YOLO-World handled zero-shot prompts (buoy, dock post/face, cone, sign) but produced many false positives. Switching to Grounded-SAM 2 (GroundingDINO prompts + SAM masks) improved precision and boundary quality, so we proceed with Grounded-SAM 2. I plan to fine-tune it for maritime scenes to raise precision/recall and calibrate confidence scores.

In the future, I’ll fine-tune Grounded-SAM 2 to boost detection precision/recall and produce more calibrated confidence scores in maritime scenes.

Range from Segmentation — LiDAR Inside the Mask

For each Grounded-SAM 2 mask, LiDAR is projected into the camera, and only in-mask points are pooled. Median range and centroid form a robust per-object measurement used by tracking and SLAM.

Per-object pooled ranges from LiDAR points inside masks
Console print: class, 3D estimate (x, y, z in odom), and number of LiDAR points inside the mask.

For each Grounded-SAM 2 mask, LiDAR is projected into the camera, and only in-mask points are pooled. Median range and centroid form a robust per-object measurement used by tracking and SLAM.

  • Projection: LiDAR → camera → pixels; keep points inside the mask polygon.
  • Pooled stats: ρ = median(‖p‖), centroid ĉ = median({pi}), quality = {N, spread (MAD/IQR)}.
  • Output: {label, θ, ρ, centroid, Σ, N}; drop if N < Nmin or spread too large.
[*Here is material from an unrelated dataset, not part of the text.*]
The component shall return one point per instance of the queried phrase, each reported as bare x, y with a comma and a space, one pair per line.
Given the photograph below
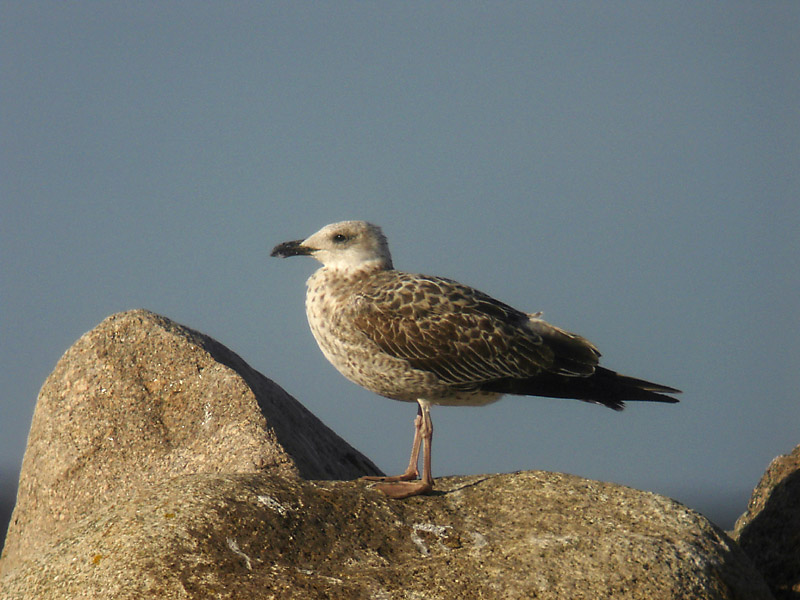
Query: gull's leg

Masks give clean spatial support, so medians suppress water/glare outliers. The console summary (e.g., “greenbuoy … with 52 points”) reflects these pooled values.

Tracking Algorithm

Mahalanobis vs Euclidean gating intuition
Anisotropic uncertainty (range ≫ bearing) creates an elliptical acceptance region. Mahalanobis distance respects this; Euclidean does not.

Object detections are associated to existing tracks using Mahalanobis distance. Because range is noisier than bearing in our setup (LiDAR/camera-to-odom projection), the innovation covariance is elongated along range, so we gate with an ellipse rather than a circle.

Flow: predict → gate → create/update → track ID
Pipeline: new measurement → predict → Mahalanobis gate → create or update → stable Track IDs.

Detections are matched to tracks with Mahalanobis gating. Because range is noisier than bearing, the innovation covariance is elongated along range, so the gate is an ellipse, not a circle.

  • Predict: xpred, Ppred
  • Innovate: y = z − h(xpred), S = H Ppred Hᵀ + R
  • Gate: d² = yᵀ S⁻¹ y ≤ τ (χ² threshold)
  • Assign: nearest-neighbor (or Hungarian) within gate
  • Update: K = PpredHᵀS⁻¹; x = xpred + Ky; P = (I − KH)Ppred
  • Manage: create new tracks for ungated detections; age out unmatched tracks

Takeaway: Mahalanobis gating respects the uncertainty geometry, reducing false matches and stabilizing IDs for the GTSAM factors.